U.S. government agencies under the current administration may demand access to your phone, laptop, or other devices when they question you. This is already happening to some of those passing through border checkpoints.
Though the Fourth Amendment should protect people from unreasonable search and seizure—such as requiring travelers to provide social media passwords and reveal their browsing history—what is considered “reasonable” is being decided by the officers on duty long before it reaches any courts of law. Rather than letting your travel be disrupted or allowing the government to copy off all the information on your devices (including not only social media and browsing history, but private communications by email or chat, private journals, your complete network of contacts, and any other data), it is advisable to take precautions before you travel.
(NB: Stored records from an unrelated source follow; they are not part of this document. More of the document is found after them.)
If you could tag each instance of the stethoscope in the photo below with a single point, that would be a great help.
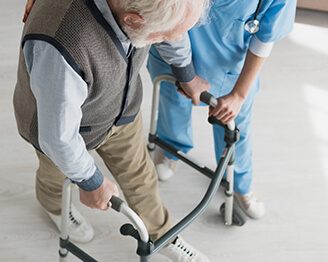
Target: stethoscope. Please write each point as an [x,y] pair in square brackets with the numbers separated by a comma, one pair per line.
[253,26]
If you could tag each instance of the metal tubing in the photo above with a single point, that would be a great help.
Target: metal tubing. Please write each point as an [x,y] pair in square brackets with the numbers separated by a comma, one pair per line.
[212,189]
[66,193]
[65,208]
[229,196]
[144,259]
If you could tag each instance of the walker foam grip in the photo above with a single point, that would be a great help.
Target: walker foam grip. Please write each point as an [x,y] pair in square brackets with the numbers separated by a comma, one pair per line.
[206,97]
[116,203]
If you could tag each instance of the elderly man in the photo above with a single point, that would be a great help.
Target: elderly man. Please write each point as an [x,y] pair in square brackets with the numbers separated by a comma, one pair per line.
[79,90]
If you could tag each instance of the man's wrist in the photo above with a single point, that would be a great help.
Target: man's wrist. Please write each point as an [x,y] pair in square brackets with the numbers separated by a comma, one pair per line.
[92,183]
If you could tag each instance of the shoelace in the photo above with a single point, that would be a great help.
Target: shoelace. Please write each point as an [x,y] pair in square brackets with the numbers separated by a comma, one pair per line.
[184,249]
[73,219]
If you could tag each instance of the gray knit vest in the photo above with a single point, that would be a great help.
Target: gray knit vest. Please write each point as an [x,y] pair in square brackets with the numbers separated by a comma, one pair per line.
[87,42]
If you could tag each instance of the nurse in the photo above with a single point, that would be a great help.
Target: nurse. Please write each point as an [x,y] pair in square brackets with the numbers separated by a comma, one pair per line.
[225,52]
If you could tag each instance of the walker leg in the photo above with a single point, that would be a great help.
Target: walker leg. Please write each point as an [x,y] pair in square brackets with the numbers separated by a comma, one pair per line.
[229,196]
Sadly, this is particularly true for any person of color, with a name which sounds even vaguely Middle Eastern, who wears religious clothing such as a turban or hijab, or who has visible tattoos or piercings. Citizenship will not protect you from this kind of questioning.
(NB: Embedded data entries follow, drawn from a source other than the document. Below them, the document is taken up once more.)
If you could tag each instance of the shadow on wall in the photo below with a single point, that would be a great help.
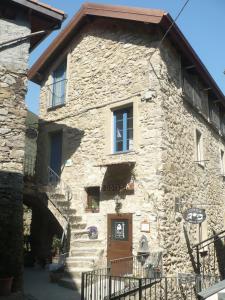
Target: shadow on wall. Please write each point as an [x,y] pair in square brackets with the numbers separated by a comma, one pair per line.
[71,140]
[44,226]
[193,259]
[115,181]
[11,227]
[220,254]
[219,258]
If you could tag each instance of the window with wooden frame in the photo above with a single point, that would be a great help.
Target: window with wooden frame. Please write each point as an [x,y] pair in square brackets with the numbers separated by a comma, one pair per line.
[93,199]
[58,86]
[123,129]
[199,148]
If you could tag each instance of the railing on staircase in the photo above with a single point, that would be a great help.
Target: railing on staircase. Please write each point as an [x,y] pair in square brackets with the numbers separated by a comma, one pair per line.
[58,184]
[102,285]
[29,165]
[210,256]
[56,187]
[140,266]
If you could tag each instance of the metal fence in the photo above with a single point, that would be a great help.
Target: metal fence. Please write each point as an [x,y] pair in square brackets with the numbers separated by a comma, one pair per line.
[140,266]
[29,165]
[210,255]
[101,285]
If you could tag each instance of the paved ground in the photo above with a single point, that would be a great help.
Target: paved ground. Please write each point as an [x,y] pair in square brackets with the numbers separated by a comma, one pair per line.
[38,287]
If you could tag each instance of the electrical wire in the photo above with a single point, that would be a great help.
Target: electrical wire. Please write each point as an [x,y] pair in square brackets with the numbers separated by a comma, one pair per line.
[170,27]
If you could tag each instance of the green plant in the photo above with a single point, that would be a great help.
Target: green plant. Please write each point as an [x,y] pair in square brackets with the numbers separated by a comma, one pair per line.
[56,244]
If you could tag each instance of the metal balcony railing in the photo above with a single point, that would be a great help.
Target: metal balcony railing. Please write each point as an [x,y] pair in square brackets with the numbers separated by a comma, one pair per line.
[29,165]
[101,285]
[56,93]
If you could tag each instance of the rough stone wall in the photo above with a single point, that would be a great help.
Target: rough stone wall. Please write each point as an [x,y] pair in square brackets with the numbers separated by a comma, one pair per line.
[108,67]
[13,68]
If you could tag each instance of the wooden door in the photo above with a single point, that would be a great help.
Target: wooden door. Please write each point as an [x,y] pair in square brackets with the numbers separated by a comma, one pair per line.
[120,243]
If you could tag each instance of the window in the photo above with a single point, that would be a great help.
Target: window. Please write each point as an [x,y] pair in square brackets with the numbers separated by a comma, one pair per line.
[93,198]
[123,129]
[199,148]
[58,88]
[222,162]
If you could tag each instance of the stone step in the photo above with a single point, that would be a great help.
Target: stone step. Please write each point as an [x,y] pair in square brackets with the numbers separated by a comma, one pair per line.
[78,226]
[85,243]
[75,272]
[57,196]
[75,219]
[69,211]
[70,283]
[87,252]
[79,233]
[80,257]
[63,203]
[85,263]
Wired Magazine offers “A Guide to Getting Past Customs With Your Digital Privacy Intact“.
You should also review the ACLU’s page “Know Your Rights: What To Do When Encountering Law Enforcement at Airports and Other Ports of Entry Into the U.S.”
Journalists need to take extra precautions. They are both a targeted group and one with a greater need to protect the privacy of their data and the identities of their sources. The Committee to Protect Journalists has issued a safety advisory about crossing the U.S. border.